Espressif's Latest ESP-SR Speech Recognition Library Boosts Accuracy and Optimizes Memory Usage
The library's latest release brings improved documentation, support for the ESP32-S3, ESP32-S2, and ESP32-C3, and custom keyword creation.
Espressif has launched a new version of its ESP-SR speech recognition library for the ESP32 microcontroller range, now offering better accuracy and a reduction in memory usage — plus support for custom keywords in voice control applications.
"We're excited to announce the release of ESP-SR v1.2.0, an advanced version of Espressif's Speech Recognition Library," writes Espressif's Sun Xiangyu of the new library release. "This update brings five significant enhancements to the previous version and is designed specifically for the ESP32-S3 microcontroller platforms."
The first of these improvements is accuracy: Espressif claims that the accuracy of on-device speech recognition using the library has been "substantially increased," pointing to a word error rate of nine percent and a response accuracy rate for speech commands of up to 96.8 per cent for spoken English.
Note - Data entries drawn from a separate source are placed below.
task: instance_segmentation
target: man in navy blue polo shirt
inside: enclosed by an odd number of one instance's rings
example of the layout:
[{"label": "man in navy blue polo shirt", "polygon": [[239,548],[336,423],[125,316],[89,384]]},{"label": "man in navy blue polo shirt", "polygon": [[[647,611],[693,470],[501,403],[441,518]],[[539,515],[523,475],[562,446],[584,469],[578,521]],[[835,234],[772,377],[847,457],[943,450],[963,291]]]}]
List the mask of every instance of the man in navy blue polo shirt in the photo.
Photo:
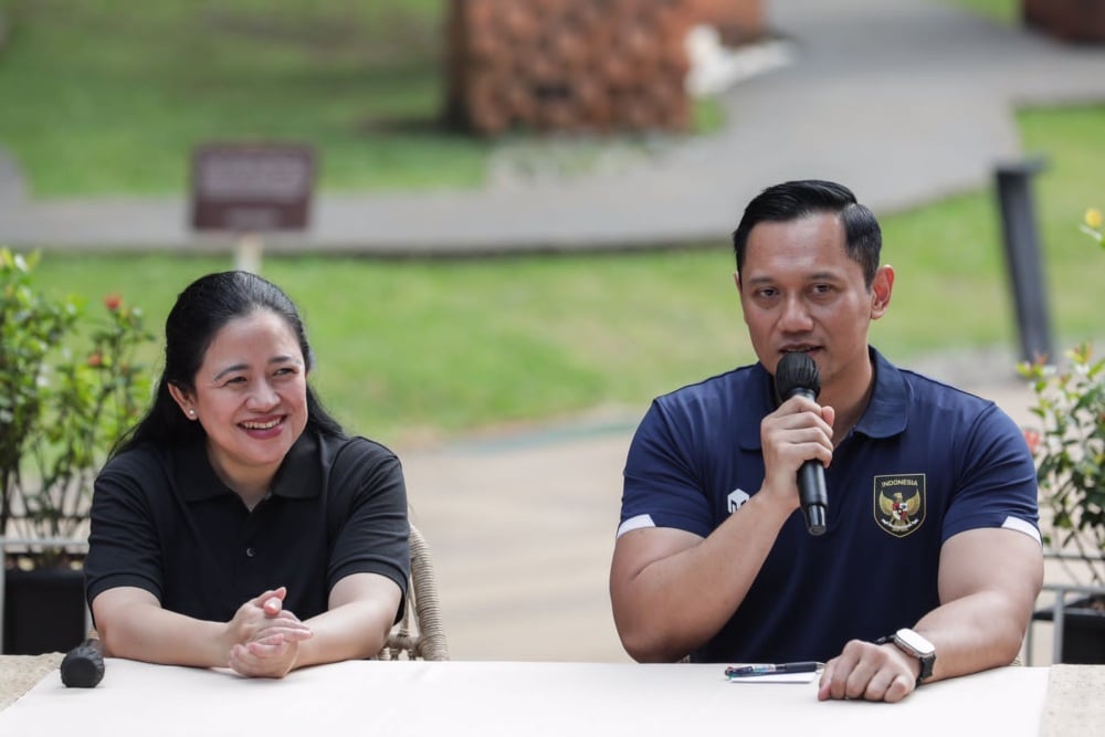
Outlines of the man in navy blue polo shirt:
[{"label": "man in navy blue polo shirt", "polygon": [[[1035,467],[993,402],[867,344],[894,271],[852,192],[764,190],[734,233],[759,361],[657,398],[624,472],[614,620],[639,661],[828,661],[820,698],[896,702],[1010,663],[1042,583]],[[807,354],[818,398],[777,398]],[[824,468],[825,531],[797,473]]]}]

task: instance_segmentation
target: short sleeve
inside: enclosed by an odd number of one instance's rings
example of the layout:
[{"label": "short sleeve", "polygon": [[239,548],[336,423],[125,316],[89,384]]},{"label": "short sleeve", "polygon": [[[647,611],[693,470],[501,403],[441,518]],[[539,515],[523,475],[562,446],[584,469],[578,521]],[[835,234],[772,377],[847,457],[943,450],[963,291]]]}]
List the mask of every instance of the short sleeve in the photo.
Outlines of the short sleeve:
[{"label": "short sleeve", "polygon": [[1039,540],[1035,464],[1013,420],[991,403],[960,445],[959,488],[944,518],[943,539],[980,527],[1010,527]]},{"label": "short sleeve", "polygon": [[660,400],[641,420],[625,461],[619,534],[673,527],[706,537],[714,528],[690,422]]},{"label": "short sleeve", "polygon": [[378,573],[399,586],[403,603],[410,576],[410,527],[407,485],[399,459],[365,439],[346,444],[330,471],[336,527],[327,570],[328,588],[352,573]]},{"label": "short sleeve", "polygon": [[84,561],[90,606],[107,589],[123,586],[161,599],[161,546],[140,481],[149,483],[160,474],[151,455],[131,451],[112,459],[96,477]]}]

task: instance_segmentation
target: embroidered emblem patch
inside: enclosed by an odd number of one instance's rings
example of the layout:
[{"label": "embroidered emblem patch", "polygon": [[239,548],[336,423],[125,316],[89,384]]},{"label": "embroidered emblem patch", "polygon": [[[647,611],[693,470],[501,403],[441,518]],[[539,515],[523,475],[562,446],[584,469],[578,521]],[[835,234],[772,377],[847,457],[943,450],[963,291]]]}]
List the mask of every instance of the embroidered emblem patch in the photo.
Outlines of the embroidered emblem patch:
[{"label": "embroidered emblem patch", "polygon": [[745,502],[747,502],[751,497],[748,496],[748,492],[744,491],[743,488],[735,488],[732,492],[729,492],[729,496],[726,498],[728,501],[729,514],[733,514],[740,507],[745,506]]},{"label": "embroidered emblem patch", "polygon": [[905,537],[925,522],[925,474],[875,476],[875,520],[894,537]]}]

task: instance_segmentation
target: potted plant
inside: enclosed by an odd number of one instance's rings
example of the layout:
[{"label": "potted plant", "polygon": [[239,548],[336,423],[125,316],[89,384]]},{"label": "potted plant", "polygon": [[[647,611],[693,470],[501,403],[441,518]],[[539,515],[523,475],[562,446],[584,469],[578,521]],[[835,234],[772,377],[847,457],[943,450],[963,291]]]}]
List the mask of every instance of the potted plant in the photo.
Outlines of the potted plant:
[{"label": "potted plant", "polygon": [[[1083,231],[1102,243],[1101,228],[1101,212],[1088,210]],[[1062,661],[1105,663],[1105,359],[1095,359],[1088,343],[1066,351],[1066,359],[1062,369],[1043,360],[1020,367],[1034,392],[1031,411],[1041,420],[1025,439],[1036,460],[1049,557],[1078,597],[1064,601]],[[1053,617],[1052,609],[1035,614]]]},{"label": "potted plant", "polygon": [[17,654],[83,639],[92,484],[150,388],[141,310],[113,295],[86,320],[81,298],[35,286],[38,263],[0,249],[0,592],[3,652]]}]

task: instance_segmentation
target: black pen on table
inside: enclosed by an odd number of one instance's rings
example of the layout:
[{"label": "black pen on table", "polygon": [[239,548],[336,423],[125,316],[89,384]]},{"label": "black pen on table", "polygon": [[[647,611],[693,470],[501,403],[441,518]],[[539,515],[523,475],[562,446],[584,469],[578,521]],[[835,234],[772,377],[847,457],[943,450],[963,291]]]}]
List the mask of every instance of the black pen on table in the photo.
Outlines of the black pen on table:
[{"label": "black pen on table", "polygon": [[730,665],[725,668],[725,675],[730,678],[744,678],[754,675],[775,675],[776,673],[817,673],[824,666],[824,663],[819,663],[817,661]]}]

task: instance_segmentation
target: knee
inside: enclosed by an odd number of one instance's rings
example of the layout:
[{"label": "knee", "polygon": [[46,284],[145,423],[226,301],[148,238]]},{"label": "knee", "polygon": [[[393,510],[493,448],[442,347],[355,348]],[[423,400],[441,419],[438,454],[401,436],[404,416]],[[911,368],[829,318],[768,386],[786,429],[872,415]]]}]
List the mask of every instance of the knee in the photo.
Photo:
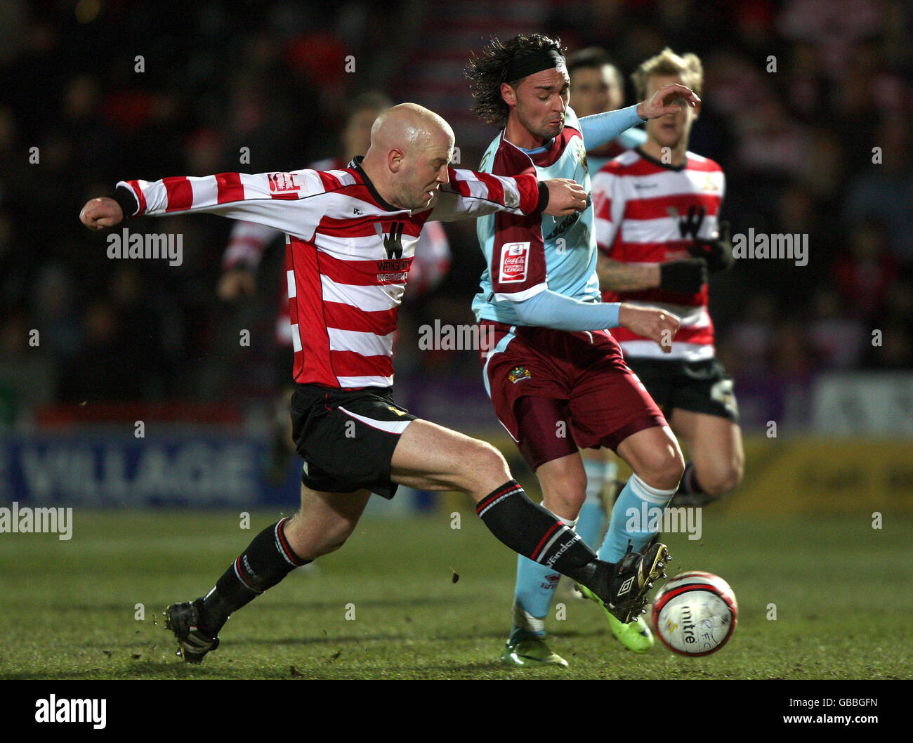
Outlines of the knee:
[{"label": "knee", "polygon": [[741,483],[744,465],[740,457],[732,457],[729,462],[721,462],[707,473],[696,472],[698,482],[708,496],[725,496],[735,490]]},{"label": "knee", "polygon": [[676,446],[666,451],[656,451],[647,461],[640,478],[657,490],[675,490],[685,474],[685,459]]},{"label": "knee", "polygon": [[355,524],[344,519],[321,525],[315,529],[306,523],[299,511],[288,521],[285,537],[296,555],[303,560],[316,560],[339,549],[354,530]]}]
Some of this improved accuracy comes from the second of the claimed improvements: enhanced noise reduction, which does a better job of separating speech from background noise than earlier releases. The third enhancement is in support for custom keywords for voice command recognition, rather than being limited to the pre-set keywords offered by Espressif.
The final improvements are new and more comprehensive documentation, designed to better ease newcomers into the library's use, and optimizations which reduce the library's memory usage — leaving more resources available for other tasks running on the same hardware.
The new library supports the base ESP32 family, the ESP32-S3, and the ESP32-S2 and ESP32-C3 — though while speech recognition is available in Chinese and English on all devices, the library's support for text-to-speech was limited to Chinese at the time of writing.
The new ESP-SR release is now available on GitHub, along with the source code under a permissive variant of the MIT license.